Much of Sartre’s novel Le Sursis (The Reprieve), (c. 1945), set in 1938, follows the line at the beginning of Casablanca (1942), regarding the refugees. They “wait… and wait… and wait….”

Sartre’s novel seems to stress the malaise of war. The book presents a world where the worst thing about the Occupation isn’t the food shortages or the Gestapo, but the boredom. Not for nothing has Beckett penned:

POZZO: …. But I must really be getting along, if I am to observe my schedule.

VLADIMIR: Time has stopped.

POZZO: (cuddling his watch to his ear). Don’t you believe it, Sir, don’t you believe it. (He puts his watch back in his pocket.) What ever you like, but not that. (Waiting for Godot 1949/1955)

If time has stopped, is it then impossible to wait? Or is waiting a way of stopping time? Let’s ask Simone Weil:

The extinction of desire (Buddhism)––or detachment––or amor fati––or desire for the absolute good—these all amount to the same: the empty desire, finality of all content, to desire in the void, to desire without any wishes. To detach our desire from all good things and to wait. Experience proves that this waiting is satisfied. It is then we touch the absolute good. (“Detachment” Simone Weil: an Anthology, ed. Siân Miles, (London: Virago Press, 1986) p. 278.)

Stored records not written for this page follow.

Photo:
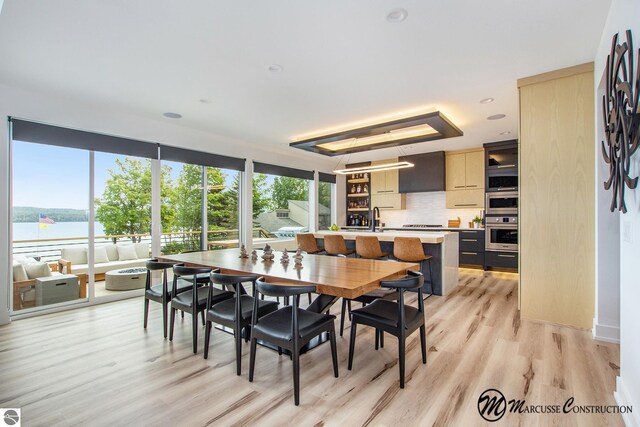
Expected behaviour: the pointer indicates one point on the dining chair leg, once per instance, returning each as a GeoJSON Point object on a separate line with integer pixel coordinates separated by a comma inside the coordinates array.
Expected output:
{"type": "Point", "coordinates": [238, 337]}
{"type": "Point", "coordinates": [194, 328]}
{"type": "Point", "coordinates": [401, 350]}
{"type": "Point", "coordinates": [334, 352]}
{"type": "Point", "coordinates": [423, 343]}
{"type": "Point", "coordinates": [146, 312]}
{"type": "Point", "coordinates": [352, 344]}
{"type": "Point", "coordinates": [342, 313]}
{"type": "Point", "coordinates": [207, 336]}
{"type": "Point", "coordinates": [252, 358]}
{"type": "Point", "coordinates": [165, 308]}
{"type": "Point", "coordinates": [173, 320]}
{"type": "Point", "coordinates": [296, 375]}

But the French were waiting even before the world wars. Consider this passage from Pierre Loti’s Pêcheur d’ Islande (An Iceland Fisherman) (c. 1886):

Usually there is some information concerning the wrecks off Iceland; those who return have seen the tragedy from afar, or else have found some wreckage or bodies, or have an indication to guess the rest. But of the Leopoldine nothing had been seen, and nothing was known. The Marie-Jeanne men, the last to have seen her, on the 2d of August, said that she was to have gone on fishing farther towards the north, and, beyond that, the secret was unfathomable.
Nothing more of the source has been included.